Ich nahm den Becher und schaute mich nach einem freien Sitzplatz um.
„Darf ich mich zu euch setzen“, sprach ich den Umriss eines Mannes an. Er wärmte, wie auch ich, seine
Hände am Kräuterwein. Er hob leicht den Kopf und schaute mich unter der Krempe seines großen Hutes hervor kurz
an, nickte und senkte erneut den Kopf.
Der Wirt brachte mir reichlich Geselchtes und Brot, mehr als genug für zwei.
„Greift zu, Fremder. Teilt das Mahl mit mir“, bot ich dem Schweigsamen an und schob das Brett zwischen uns. Als
hätte ich ihn aus einer anderen Welt zurückgeholt richtete er sich auf, nahm seinen Hut ab, schaute mich an.
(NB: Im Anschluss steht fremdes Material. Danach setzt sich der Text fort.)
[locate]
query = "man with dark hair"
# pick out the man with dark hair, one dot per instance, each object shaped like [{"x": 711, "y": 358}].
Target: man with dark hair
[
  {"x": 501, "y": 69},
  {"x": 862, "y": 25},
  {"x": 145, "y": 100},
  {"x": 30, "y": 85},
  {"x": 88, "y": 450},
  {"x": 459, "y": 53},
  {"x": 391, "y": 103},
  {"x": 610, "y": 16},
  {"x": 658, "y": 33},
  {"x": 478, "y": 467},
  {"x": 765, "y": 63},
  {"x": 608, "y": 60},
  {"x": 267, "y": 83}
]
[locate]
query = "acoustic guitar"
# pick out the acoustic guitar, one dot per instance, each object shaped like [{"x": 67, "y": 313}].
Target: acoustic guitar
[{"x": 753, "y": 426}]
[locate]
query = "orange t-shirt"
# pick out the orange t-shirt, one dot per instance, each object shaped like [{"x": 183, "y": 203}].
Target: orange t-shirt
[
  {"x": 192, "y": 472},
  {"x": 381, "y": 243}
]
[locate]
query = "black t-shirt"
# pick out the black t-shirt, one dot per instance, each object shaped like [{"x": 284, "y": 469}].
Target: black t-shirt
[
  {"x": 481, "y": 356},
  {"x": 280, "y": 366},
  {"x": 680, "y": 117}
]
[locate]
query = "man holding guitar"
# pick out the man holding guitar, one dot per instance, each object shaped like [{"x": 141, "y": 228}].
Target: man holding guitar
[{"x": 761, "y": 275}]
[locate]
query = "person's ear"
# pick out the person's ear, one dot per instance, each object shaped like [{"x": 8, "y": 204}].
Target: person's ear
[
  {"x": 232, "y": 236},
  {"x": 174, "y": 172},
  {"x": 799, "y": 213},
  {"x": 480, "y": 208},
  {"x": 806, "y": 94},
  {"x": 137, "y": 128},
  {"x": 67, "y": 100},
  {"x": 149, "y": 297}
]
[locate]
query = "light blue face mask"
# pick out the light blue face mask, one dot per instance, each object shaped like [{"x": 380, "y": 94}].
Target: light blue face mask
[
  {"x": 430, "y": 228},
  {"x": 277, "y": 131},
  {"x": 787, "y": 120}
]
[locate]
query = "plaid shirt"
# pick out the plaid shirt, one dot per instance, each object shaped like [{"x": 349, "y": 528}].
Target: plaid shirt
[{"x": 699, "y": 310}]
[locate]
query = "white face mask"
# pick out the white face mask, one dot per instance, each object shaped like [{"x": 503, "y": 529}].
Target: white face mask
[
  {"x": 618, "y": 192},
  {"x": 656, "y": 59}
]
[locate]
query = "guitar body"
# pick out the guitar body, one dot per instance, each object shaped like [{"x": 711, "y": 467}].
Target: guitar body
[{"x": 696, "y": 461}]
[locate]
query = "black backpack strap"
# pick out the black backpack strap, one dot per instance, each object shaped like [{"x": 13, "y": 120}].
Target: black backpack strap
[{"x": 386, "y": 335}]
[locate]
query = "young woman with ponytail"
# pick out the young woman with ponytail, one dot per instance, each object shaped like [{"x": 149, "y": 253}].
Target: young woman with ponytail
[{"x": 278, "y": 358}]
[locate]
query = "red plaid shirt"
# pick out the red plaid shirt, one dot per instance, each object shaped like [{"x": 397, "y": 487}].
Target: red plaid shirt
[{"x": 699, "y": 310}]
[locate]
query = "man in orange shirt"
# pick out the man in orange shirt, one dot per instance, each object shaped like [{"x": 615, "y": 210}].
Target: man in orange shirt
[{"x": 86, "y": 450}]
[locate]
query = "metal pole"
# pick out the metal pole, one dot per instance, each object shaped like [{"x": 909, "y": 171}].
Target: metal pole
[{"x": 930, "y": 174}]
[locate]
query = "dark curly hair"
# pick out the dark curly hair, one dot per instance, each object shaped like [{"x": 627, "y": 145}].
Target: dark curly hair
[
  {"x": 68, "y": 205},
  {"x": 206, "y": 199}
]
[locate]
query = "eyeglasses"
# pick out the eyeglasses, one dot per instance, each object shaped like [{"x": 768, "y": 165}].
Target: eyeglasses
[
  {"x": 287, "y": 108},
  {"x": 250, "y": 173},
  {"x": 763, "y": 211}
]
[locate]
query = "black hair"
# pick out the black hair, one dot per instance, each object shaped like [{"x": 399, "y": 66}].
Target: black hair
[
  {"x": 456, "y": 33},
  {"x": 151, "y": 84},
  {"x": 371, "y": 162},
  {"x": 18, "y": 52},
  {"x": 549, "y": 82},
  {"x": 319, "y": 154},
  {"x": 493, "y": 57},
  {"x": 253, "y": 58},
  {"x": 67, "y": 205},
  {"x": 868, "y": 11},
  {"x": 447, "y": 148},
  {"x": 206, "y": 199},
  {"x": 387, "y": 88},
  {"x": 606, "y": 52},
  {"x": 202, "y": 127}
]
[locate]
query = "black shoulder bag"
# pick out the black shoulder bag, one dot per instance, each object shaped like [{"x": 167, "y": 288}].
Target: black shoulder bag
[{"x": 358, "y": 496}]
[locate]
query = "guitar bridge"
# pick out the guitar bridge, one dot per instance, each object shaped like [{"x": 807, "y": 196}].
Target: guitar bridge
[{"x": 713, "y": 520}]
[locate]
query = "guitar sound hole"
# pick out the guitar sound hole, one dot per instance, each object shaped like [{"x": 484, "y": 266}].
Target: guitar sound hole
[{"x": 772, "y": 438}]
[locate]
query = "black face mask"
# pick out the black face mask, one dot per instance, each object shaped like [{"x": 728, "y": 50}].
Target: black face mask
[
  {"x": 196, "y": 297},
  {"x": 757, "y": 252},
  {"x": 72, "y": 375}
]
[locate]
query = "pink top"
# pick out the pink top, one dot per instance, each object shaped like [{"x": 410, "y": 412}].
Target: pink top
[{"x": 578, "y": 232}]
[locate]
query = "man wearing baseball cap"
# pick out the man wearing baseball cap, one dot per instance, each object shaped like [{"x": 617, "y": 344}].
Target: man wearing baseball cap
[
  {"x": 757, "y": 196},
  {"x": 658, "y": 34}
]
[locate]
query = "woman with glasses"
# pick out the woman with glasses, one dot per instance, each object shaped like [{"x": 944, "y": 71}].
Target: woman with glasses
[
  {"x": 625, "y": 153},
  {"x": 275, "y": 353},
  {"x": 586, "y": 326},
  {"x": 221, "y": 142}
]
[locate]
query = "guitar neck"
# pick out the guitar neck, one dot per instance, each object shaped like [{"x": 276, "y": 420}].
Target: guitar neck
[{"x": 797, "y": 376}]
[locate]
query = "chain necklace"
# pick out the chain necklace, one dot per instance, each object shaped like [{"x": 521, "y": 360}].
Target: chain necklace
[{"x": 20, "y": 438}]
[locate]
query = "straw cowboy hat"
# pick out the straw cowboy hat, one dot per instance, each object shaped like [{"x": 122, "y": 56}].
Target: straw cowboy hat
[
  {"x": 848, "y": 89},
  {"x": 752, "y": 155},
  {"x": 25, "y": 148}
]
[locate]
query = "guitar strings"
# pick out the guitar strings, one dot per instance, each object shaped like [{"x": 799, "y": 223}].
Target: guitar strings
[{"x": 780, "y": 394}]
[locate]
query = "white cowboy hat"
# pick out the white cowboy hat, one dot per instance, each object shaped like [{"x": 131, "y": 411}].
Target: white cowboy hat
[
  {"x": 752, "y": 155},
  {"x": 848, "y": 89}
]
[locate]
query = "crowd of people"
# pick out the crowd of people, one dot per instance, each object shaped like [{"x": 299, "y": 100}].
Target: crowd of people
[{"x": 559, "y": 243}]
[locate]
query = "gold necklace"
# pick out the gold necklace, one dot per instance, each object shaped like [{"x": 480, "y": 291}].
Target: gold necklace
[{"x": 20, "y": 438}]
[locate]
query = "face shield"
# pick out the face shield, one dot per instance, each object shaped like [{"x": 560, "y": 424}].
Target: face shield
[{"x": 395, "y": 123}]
Ein
junges Gesicht noch, unendliche Tiefe, unendliches Wissen las ich in seinen Augen, doch ebenso auch unendliche Traurigkeit. Ein
junges Gesicht mit alten Augen, die mich aufmerksam studierten.
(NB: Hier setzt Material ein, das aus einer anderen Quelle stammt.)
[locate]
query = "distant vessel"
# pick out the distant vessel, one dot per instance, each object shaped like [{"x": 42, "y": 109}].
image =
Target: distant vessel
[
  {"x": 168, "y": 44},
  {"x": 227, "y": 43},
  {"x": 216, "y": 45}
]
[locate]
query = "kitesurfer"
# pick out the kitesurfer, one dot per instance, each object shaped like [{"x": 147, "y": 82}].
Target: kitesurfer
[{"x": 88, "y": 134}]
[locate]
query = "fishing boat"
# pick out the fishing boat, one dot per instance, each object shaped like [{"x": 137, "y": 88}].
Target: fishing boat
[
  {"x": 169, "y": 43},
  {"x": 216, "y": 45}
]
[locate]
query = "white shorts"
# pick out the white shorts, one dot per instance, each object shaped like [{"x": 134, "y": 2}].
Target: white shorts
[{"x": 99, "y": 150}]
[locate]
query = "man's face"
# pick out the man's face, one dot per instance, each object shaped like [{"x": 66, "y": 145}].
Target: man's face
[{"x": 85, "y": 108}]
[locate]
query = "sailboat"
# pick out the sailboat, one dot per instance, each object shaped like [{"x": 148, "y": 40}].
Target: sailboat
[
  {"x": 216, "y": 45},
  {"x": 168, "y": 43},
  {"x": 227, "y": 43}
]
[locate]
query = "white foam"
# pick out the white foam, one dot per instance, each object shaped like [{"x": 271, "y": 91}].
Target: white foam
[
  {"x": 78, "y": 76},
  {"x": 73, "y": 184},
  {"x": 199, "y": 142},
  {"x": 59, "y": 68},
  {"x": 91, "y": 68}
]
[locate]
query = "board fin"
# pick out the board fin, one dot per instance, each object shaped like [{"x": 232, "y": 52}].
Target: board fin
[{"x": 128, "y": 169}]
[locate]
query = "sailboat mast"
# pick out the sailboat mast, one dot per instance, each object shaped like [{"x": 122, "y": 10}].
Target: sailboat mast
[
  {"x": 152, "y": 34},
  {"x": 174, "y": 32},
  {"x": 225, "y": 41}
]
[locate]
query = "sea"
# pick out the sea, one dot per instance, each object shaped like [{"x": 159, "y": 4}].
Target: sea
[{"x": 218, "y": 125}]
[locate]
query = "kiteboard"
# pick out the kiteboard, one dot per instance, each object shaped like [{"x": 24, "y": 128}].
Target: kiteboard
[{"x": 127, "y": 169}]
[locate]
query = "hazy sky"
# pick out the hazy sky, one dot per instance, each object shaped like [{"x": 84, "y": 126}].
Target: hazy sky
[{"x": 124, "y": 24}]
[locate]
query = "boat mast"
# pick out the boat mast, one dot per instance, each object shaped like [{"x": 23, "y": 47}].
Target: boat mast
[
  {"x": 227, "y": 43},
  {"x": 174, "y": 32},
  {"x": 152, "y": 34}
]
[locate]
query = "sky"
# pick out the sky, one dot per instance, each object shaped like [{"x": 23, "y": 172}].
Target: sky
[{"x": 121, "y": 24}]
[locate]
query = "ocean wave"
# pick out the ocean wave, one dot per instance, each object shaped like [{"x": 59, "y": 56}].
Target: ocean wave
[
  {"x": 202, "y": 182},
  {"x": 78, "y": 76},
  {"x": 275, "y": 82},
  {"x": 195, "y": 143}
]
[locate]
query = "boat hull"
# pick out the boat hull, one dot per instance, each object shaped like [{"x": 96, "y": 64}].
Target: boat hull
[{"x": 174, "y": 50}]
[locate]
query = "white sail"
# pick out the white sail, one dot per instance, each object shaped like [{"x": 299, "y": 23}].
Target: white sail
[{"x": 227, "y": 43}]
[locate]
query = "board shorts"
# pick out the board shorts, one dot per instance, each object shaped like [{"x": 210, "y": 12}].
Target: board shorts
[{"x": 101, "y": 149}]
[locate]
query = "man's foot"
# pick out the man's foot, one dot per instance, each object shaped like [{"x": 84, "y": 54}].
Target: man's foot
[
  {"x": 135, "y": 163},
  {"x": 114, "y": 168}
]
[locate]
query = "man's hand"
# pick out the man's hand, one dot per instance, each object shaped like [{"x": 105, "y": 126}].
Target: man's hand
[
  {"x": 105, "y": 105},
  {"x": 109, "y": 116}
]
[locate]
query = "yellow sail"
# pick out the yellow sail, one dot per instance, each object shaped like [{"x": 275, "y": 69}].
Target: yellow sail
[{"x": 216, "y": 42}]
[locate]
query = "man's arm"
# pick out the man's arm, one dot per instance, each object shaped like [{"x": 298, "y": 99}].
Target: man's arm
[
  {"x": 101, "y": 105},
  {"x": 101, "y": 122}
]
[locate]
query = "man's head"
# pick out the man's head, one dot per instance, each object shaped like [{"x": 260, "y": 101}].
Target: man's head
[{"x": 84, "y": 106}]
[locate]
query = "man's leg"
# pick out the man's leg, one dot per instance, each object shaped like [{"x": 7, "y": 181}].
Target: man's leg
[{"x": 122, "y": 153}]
„Du bist schön, Alter! Gerne teile ich das Brot mit dir.“
“Kennst du das, Sandrina, wenn jemand spricht und du könntest schwören, er singt? So klar und melodisch war
seine Stimme, voller Kraft und doch nicht laut, jede Silbe genau richtig betont. Ich wollte noch einmal diese Stimme
hören und fragte ihn:
„Ich bin schön? Wo habt ihr eure Augen, Fremder. Ich bin ein alter Mann!“
„Ein alter Mann, dessen Augen den Glanz der Jugend nicht verloren haben. Ein alter Mann, der mit einem Fremden sein Mahl
teilt. Ein alter Mann, dessen Augen verraten, wie schön er ist.“
„Eure Stimme Fremder—sie verzaubert mich.“
„Darin ist sie geübt, Alter. Sie ist mein Broterwerb. Ich bin ein Barde.“
„Ein Barde! Ein singender Erzähler!“
„Was erfreut dich so, schöner alter Mann?“
„Ich erzähle auch—ich bin ein Geschichtenerzähler! Das ist mein Broterwerb.“
„Dann erzähle mir eine Geschichte, Alter. Lass mich die Welt durch deine Augen sehen, erzähle mir, wie du sie
siehst. Ich schenke dir ein Lied dafür!“„Nach unserer Mahlzeit, Barde, erzähle ich dir. Nun greift
zu!“„Er war ein schöner junger Mann, dir, Sandrina, nicht unähnlich. Sein Äußeres
war angenehm, sein Inneres offenbarte Empfindsamkeit und Verletzlichkeit, wie könnte es das Eine ohne das Andere auch
geben. Eine große Schöpferkraft war in ihm, die über seine Lieder hinaus in die Welt gelangte. Sehnsucht. In
jedem seiner Lieder ging es um Sehnsucht. Sehnsucht nach dem, das einmal war. Sehnsucht nach dem, was einmal sein
könnte.“
„Ja, das kenne ich. Ich sehne mich auch“, unterbrach mich Sandrina, „ich weiß nur nicht
wonach.“
Ich nickte wortlos und fuhr fort.
„Eigentlich wollte er, dass ich ihm eine Geschichte erzähle, doch im Laufe unserer Mahlzeit begannen wir eine
Unterhaltung.
„Alter,“ sagte der Barde zu mir „ich bin nicht wirklich hier. Was ist denn hier“, fragte er
mich. „Erlebst du hier?“
Vor lauter Sehnsucht nahm er seine Gegenwart nicht mehr wahr.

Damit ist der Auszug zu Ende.